When Yarn support was added to Flink, the Client remained agnostic of the cluster setup. The command-line interface (CliFrontend) would manage the cluster lifecycle by setting up the Yarn cluster, extracting the cluster's jobmanager address, and setting up a Client to submit jobs. On the one hand it meant that Standalone, Yarn, and soon Mesos cluster setup and management had different code paths which had to be maintained in the CliFrontend. On the other hand it also inherently tied cluster management dependencies (Yarn) to the "flink-clients" module.

 

 

FLINK-3667 coupled the Client (now ClusterClient) with cluster related lifecycle methods. The original Client class became the base class of the cluster modes Flink supports (Standalone, Yarn, tbd Mesos). This enabled us to delegate all cluster-specific code to the implementation of the cluster. In the course, we also created an interface for custom command-line code (CustomCommandLine) which enabled us to clearly separated the general command-line client code from the specific command-lines for other cluster managers. The result is a clear seperation between the "flink-clients" and the "flink-yarn" modules.

 

 

In addition to unifying the lifecycle management, we saw another shortcoming in the process of resuming a cluster. It wasn't possible to programmatically resume running clusters. A resumed cluster would simply be treated as a standalone Flink cluster. In the case of Yarn, it was not possible to shutdown a resumed cluster or to resume the cluster with a Yarn-specific attribute, e.g. the Yarn application id.

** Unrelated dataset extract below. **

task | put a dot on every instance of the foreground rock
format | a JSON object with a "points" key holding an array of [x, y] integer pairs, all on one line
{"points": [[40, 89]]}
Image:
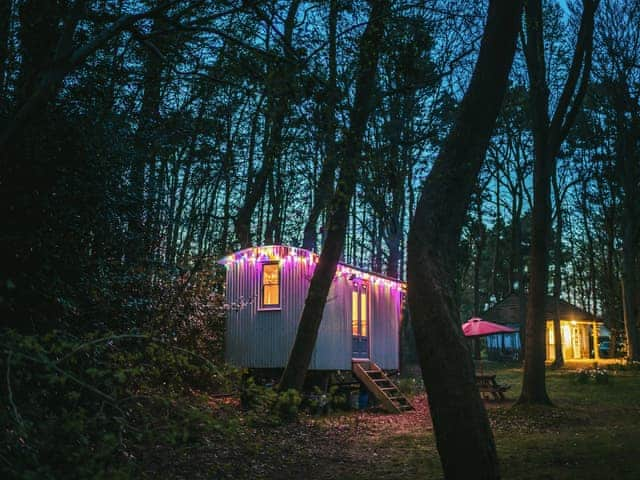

FLINK-3937 addressed these issues by interfacing with the refactored code to resume Yarn cluster using the Yarn properties file or the Yarn application id.

Next, we want to move the job-related actions (submit, cancel,...) from the ClusterClient to a dedicated class which can be used to monitor and control Flink jobs. The ClusterClient class would then only have a job submission method which returns a "JobClient" with all the job related methods.